Yesterday, the Delhi High Court granted an ad-interim ex-parte injunction to Fox Star Studios India Ltd. and Phanton Films, the producers of the movie ‘Bombay Velvet’. The order which has not yet been uploaded on the website of the Delhi High Court, restrains named defendants and unknown parties (John Does) from “hosting, streaming, making available for viewing, downloading, providing access to… or sharing without authorisation on their website, in any manner, the film Bombay Velvet.”
The order directs ISPs to block access to unlicensed copies of the film on any infringing website when notice of the said infringement is given by the plaintiffs. Justice Indermeet Kaur ordered the injunction on the ground that the plaintiffs had made out a prima facie case for the grant of such injunction and that “irreparable” financial damage would be caused to the plaintiffs if the order is not granted. Additionally, the Delhi High Court ordered the Department of Telecommunications (DoT) and the Department of Electronics and Information Technology (DEITY) to issue notification to ensure compliance of the Court order by the ISPs.
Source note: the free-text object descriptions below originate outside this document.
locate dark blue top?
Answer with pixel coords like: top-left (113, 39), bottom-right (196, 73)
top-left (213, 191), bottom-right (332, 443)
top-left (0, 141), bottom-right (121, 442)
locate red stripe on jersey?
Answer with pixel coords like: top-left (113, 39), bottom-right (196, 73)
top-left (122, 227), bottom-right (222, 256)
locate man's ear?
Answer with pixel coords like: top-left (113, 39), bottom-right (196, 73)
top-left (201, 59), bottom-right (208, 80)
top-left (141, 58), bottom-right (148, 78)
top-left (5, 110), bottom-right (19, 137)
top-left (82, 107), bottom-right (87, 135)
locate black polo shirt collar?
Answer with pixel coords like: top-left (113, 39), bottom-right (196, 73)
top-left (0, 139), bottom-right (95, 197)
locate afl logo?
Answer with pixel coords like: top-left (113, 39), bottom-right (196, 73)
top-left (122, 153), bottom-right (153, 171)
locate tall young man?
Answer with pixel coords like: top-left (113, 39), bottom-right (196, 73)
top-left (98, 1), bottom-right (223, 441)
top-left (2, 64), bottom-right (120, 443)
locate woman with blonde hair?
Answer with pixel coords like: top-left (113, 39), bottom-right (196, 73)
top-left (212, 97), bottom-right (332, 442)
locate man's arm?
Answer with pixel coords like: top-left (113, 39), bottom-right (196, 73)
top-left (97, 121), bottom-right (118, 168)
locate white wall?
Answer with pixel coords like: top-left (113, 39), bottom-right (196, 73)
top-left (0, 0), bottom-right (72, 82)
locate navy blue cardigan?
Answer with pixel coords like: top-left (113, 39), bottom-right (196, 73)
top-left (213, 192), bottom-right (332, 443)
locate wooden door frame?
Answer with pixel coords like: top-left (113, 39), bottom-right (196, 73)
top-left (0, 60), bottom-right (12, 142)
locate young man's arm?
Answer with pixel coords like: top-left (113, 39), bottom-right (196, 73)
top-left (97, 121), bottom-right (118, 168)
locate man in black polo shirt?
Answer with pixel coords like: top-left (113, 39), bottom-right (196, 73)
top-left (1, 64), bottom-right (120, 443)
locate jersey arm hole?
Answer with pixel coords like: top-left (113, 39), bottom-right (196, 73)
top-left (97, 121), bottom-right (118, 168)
The film producers were represented by Senior Advocate Rajiv Nayar and Sai Krishna & Associates.
The next hearing of the case [CS(OS) 1299/2015] is scheduled on 9th September. One of the main defendants in the case is Macpuler William, owner of MovShare LTD, a popular cloud video hosting website.
On May 1st, a similar restraining order was granted to the producers of ‘Piku’ which released last week. The plaintiff, Multi Screen Media Pvt. Ltd., had filed the suit against 100 defendants which included websites engaged in “uploading pirated and unlicensed content”, namely, Vimeo.com, Thepiratebay.org, Torrentz.eu, Thiruttuvcd.biz, Merotv.net, Novamov.com, Videotanker.co, Cloudy.ec, Vidto.me, Zuzvideo.com, Video.tt, Kickasstoreents.com and Torrentfunk.com; the other defendants included ISPs, DoT, various cable operators who were not licensed to distribute/broadcast Piku and unknown parties (John Does).
The Delhi High Court granted the plaintiff interim relief on the grounds that a prima facie case was made out in favour of the plaintiff, that irreparable loss would be suffered by the plaintiff if the injunction is not granted and that the balance of convenience lay in favour of the plaintiff.
The order restrains the defendants from “communicating or making available or distributing or duplicating, or displaying, or releasing, or showing, or uploading, or downloading or exhibiting, or playing, and/or defraying the movie “Piku-Motion Se Hi Emotion” in any manner without a proper license from the plaintiff or in any other manner which would violate/infringe the plaintiff’s copyright in the said cinematograph film “Piku-Motion Se Hi Emotion” through different mediums like CD, DVD, Blu-ray, VCD, cable TV, DTH, Internet, MMS, Tapes, Conditional Access System or in any other like manner.”
The Court further added that upon receiving notice from the plaintiff of an infringing website, the ISPs must block access to the unauthorized content within 24 hours of receiving notice.
As rightly pointed out by Torrent Freak, there are serious concerns regarding the efficacy of the order itself. To begin with, one of the websites named by the plaintiff in the order is thepiratebay.org, even though the website is currently operating from the domain name thepiratebay.se. Further, another site mentioned in the order is Kickasstorrents.com, whose domain name is both outdated and misspelt in the order. Surprisingly, the order also mentions popular video sharing website ‘Vimeo’, which is rarely known to host infringing material.
The next hearing in the matter is scheduled on 31st May.
The restraining orders in Bombay Velvet and Piku were granted by the Delhi High Court keeping in mind the rampant piracy of movies which occurs online, even before the release of the movie. Courts in India have in the past easily granted John Doe orders to movie producers, a topic which we have covered extensively on the blog here, here and here.